Part 6 Summary: “Remedy”

Thirty years after Vincent’s disappearance, Regina’s daughters, Gillian and Sally, are growing up in Forestville, California. Gillian is daring and whimsical, while Sally is more cautious and responsible. Regina is a successful artist and has married Daniel, a fisherman and guide on the Russian River. Their grandmother, April, recently died of a venomous-spider bite. Regina seems inconsolable, so Daniel takes her out onto the Russian River for a second honeymoon. However, the couple end up dying in a lightning-related fire.

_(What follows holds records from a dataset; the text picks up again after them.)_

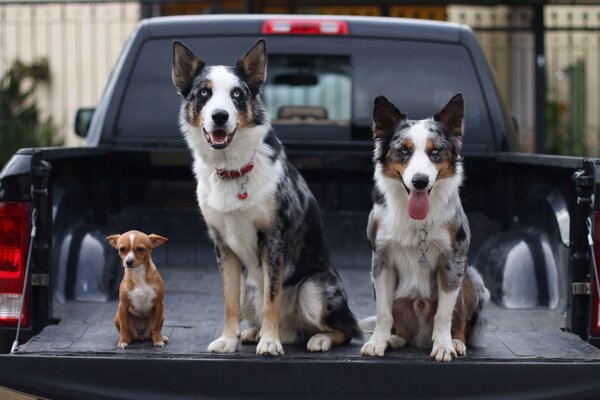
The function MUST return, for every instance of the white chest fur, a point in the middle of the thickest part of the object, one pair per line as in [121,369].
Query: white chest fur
[142,296]
[398,236]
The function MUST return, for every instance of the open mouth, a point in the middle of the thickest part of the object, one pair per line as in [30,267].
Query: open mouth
[418,203]
[218,139]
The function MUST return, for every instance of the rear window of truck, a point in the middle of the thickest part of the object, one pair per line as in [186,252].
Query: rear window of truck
[318,88]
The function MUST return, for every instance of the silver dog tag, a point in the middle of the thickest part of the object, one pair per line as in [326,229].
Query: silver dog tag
[424,261]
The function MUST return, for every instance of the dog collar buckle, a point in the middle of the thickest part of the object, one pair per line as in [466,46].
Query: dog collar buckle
[424,247]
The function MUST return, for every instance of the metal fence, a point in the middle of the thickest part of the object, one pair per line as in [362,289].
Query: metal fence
[572,67]
[82,41]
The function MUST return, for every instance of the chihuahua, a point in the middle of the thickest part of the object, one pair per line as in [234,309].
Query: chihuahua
[141,293]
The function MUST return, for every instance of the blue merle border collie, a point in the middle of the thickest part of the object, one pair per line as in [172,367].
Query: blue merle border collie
[426,294]
[264,221]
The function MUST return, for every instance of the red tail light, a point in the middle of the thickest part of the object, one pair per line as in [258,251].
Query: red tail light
[595,320]
[14,241]
[304,27]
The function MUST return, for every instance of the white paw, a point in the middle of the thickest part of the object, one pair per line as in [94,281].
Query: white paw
[223,345]
[396,342]
[250,335]
[443,350]
[269,346]
[459,347]
[319,342]
[374,347]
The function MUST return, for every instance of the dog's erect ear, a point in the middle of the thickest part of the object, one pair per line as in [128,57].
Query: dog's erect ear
[112,240]
[452,115]
[253,66]
[185,67]
[386,117]
[156,240]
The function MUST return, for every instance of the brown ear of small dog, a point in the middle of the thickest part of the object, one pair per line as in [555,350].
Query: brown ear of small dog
[112,240]
[156,240]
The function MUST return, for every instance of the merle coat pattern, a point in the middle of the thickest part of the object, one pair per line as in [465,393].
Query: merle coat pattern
[418,172]
[269,245]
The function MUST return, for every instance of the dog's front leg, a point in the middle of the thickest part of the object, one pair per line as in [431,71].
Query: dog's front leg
[449,279]
[230,268]
[271,264]
[122,323]
[157,322]
[384,280]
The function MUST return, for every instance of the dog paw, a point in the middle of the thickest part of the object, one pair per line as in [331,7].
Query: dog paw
[250,335]
[443,350]
[459,347]
[319,342]
[374,347]
[223,345]
[396,342]
[268,346]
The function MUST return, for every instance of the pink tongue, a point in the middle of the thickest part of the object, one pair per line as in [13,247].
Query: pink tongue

Sally takes charge to ensure that she and Gillian can stay together by calling up Frances and Jet, the women April recommended they call if anything happened. They move to Massachusetts, ill-clad in their light California clothes. At first glance, Aunt Jet seems homely, while aunt Frances appears rude and scary. However, the aunts lead the girls on a journey of discovery, as Frances reveals that she and Sally share the talent for attracting birds, and she tells them about their grandfather Vincent. 

Part 6 Analysis

Part 6 links The Rules of Magic to Practical Magic, the chronological sequel written two decades before. We learn that Regina has lived out her shortened life span fully, cramming in a sojourn at Berkeley, farming off the land, mothering two daughters, Sally and Gillian, and falling intensely in love in a manner that evokes the family’s predilection for romantic love as curse and idyll.

These two girls, who are the only progeny of the Burke-Owens family, repeat the pattern of sororal opposition set out with Frances and Jet at the beginning of The Rules of Magic. Indeed, on seeing fair, lighthearted Gillian and dark, taciturn Sally at the airport, Jet cannot help exclaiming that they are so opposed they should be called “Night and Day” (361). On a symbolic level, the presence of sisters with complementary qualities indicates how varied the apparition of magic is in each witch and emphasizes the power that occurs when opposites work together. The arrival of these girls at the ancestral seat to Frances’s repetition of Aunt Isabelle’s lax house rules indicates the continuation of the Owens legacy through another generation and emphasizes the notion of family as a constant in a changing world.